Adding ETF’s to your Portfolio
ETF’s or Exchange Traded Funds can provide many options and benefits to the investor. If you have avoided index mutual funds and enjoy the benefits of individual stocks but want something new to add diversification to your portfolio, ETF’s provide a happy medium between the two. There are many ETF trading strategies you can use to keep things interesting.
ETF Trading Strategies
Strategically, ETF’s allow you to trade in the broad market indexes for a low-cost diversified index portfolio. Just a few ETF’s will provide you with a portfolio that suddenly includes the equity market working using simple buy and hold ETF trading strategies that will follow the market’s benchmarks.
Long Term Portfolios
ETF’s also allow you to manage your holdings actively as opposed to having to to use passive management. This can be appealing to those whose core portfolio is set who ca then look for specialized ETF’s that will add a number of opportunities such as small caps or emerging market. There really isn’t any index that is not tracked with ETF’s. You can use long-term tactics while reaping the benefits of active ETF trading strategies.
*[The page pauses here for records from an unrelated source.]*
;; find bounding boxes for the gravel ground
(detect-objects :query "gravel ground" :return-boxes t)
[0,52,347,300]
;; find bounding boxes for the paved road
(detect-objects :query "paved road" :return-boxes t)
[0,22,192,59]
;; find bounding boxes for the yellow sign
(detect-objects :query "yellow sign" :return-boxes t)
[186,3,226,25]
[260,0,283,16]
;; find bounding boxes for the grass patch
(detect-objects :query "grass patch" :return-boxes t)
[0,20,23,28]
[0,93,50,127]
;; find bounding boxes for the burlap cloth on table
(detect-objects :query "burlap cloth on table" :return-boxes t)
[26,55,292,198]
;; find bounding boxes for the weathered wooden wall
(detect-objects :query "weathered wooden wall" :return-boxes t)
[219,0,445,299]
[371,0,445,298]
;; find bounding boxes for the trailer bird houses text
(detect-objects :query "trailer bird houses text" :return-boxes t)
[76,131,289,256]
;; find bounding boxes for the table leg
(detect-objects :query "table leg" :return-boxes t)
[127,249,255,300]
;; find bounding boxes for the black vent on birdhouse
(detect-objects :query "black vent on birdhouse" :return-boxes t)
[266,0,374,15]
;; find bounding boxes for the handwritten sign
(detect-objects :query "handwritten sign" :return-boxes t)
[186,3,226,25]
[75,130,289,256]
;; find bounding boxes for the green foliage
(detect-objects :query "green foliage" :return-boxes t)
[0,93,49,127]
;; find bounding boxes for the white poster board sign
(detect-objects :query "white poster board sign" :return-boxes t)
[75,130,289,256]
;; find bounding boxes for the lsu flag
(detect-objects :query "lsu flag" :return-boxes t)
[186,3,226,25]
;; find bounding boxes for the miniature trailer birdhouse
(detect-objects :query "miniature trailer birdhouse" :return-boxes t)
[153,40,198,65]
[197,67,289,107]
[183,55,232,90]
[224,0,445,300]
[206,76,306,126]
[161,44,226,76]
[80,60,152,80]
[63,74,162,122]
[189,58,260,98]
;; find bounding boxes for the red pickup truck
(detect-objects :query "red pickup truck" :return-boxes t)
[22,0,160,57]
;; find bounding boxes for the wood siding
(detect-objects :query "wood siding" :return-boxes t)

Active Management of Long Term Portfolios
ETF’s allow long term investors to enter and exit a market or market niche as ETF’s can be bought and sold as the market dictates by its movement. There are no penalties unlike mutual funds. It is important to be aware although there are no penalties you do pay a commission when trading ETF’s. You just have to keep track of the commission and ensure it remains nominal in comparison to your potential gains. You can buy long and sell short with ETF’s using the same strategies for stocks or bonds with the added benefit of trading a market as opposed to individual elements.
Adding to the appeal of ETF’s is the tax advantage they hold over options such as mutual funds. Unlike mutual funds in which you can end up paying as much as 2 percent in returns for higher income earners, ETF’s require you pay capital gains taxes only if you earn capital gains. You pay taxes on mutual funds based on capital gains earned by the fund itself even if you yourself have not sold anything or if that gain occurred before or after your purchase. This makes ETF’s one of the most cost efficient choices providing tax efficient options as well as flexibility.